A Decision Diagram Approach for the Parallel Machine Scheduling Problem with Chance Constraints
Nicolás Casassus, Margarita Castro, Gustavo Angulo
TL;DR
The paper tackles CC-PMSP with uncertain processing and setup times by introducing a DD-based decomposition that partitions the problem into a master assignment problem and per-machine, per-scenario subproblems. It develops two DD formulations, DD-LJ (linear arc costs) and DD-JS (nonlinear costs to shrink diagrams), and derives No-Good and IIS cuts from the DDs to prune infeasible master solutions. The approach extends Lozano & Smith's two-stage cuts to CCP and demonstrates, across 405 instances, that DD-based decompositions outperform a strong IP baseline, with the best DD variant solving substantially more instances and achieving notably smaller average gaps.
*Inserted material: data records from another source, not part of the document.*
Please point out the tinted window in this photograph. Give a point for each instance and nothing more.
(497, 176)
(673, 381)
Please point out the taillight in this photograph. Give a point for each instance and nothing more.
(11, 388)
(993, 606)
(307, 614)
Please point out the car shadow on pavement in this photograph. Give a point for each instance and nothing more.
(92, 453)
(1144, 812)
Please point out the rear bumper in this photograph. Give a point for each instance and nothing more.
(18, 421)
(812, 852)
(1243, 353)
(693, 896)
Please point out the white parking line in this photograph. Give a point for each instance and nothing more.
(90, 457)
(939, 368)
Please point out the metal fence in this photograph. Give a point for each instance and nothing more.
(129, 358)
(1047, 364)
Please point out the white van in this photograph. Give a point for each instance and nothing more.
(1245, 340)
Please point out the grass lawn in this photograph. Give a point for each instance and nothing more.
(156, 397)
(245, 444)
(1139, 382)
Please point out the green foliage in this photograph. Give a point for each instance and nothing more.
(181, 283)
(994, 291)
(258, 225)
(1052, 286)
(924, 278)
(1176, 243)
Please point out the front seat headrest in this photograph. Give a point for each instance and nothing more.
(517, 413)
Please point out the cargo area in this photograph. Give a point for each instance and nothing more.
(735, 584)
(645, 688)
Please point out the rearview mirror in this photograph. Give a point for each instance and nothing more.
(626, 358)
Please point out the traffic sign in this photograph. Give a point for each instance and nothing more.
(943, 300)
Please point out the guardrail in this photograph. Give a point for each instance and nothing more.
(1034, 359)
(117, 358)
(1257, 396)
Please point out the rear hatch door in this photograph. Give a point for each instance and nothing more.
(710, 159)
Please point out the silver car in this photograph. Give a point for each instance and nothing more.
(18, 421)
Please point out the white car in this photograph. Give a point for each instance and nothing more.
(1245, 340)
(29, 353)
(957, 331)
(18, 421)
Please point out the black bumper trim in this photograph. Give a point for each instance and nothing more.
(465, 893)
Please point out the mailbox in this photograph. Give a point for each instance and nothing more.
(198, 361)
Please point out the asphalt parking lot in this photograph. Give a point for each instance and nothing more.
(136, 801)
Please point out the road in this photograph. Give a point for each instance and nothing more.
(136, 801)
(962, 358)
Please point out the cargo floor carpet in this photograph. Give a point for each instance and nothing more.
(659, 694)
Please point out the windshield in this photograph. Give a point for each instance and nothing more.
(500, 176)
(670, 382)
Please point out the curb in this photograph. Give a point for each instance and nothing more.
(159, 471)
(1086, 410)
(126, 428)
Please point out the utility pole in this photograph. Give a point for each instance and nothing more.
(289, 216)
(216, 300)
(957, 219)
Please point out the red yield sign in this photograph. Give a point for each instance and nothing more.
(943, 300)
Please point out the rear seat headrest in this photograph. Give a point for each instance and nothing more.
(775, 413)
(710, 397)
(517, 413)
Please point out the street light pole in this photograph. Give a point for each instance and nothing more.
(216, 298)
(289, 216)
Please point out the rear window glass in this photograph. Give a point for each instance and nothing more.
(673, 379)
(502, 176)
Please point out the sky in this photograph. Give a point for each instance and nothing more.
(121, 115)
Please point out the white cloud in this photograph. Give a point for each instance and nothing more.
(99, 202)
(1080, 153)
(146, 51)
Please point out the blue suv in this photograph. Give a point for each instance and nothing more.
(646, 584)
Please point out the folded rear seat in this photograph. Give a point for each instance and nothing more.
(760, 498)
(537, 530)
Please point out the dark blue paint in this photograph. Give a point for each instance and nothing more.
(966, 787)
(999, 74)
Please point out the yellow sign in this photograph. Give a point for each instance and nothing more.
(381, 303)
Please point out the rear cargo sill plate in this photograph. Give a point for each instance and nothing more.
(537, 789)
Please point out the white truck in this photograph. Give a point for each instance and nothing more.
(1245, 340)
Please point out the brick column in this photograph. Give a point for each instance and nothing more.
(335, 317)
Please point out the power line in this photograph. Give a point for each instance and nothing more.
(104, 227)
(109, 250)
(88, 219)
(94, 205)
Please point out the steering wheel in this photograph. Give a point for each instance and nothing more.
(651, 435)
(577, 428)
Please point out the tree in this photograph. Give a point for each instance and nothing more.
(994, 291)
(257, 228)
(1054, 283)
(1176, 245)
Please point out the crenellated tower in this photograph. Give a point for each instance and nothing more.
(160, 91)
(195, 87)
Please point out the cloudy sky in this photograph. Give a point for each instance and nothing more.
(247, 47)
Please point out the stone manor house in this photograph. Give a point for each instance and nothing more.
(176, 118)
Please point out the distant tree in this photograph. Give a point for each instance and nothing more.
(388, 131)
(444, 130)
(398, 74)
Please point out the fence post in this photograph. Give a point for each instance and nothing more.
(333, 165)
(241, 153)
The work also investigates symmetry breaking and candidate-solution improvements, and provides a detailed evaluation of DD-LJ and DD-JS performance across VRP, ORS, and Equal data sets, confirming the superior effectiveness of DD-based methods in this scheduling context.
Abstract
The Chance-Constrained Parallel Machine Scheduling Problem (CC-PMSP) assigns jobs with uncertain processing times to machines, ensuring that each machine's availability constraints are met with a certain probability. We present a decomposition approach where the master problem assigns jobs to machines, and the subproblems schedule the jobs on each machine while verifying the solution's feasibility under the chance constraint. We propose two different Decision Diagram (DD) formulations to solve the subproblems and generate cuts. The first formulation employs DDs with a linear cost function, while the second uses a non-linear cost function to reduce the diagram's size. We show how to generate no-good and irreducible infeasible subsystem (IIS) cuts based on our DDs. Additionally, we extend the cuts proposed by Lozano & Smith (2018) to solve two-stage stochastic programming models. Our DD-based methodology outperforms traditional integer programming (IP) models designed to solve the CC-PMSP in several instances. Specifically, our best DD-based approach solves 55 more instances than the best IP alternative (from a total of 405) and typically achieves smaller gaps (50% vs. 120% gap on average).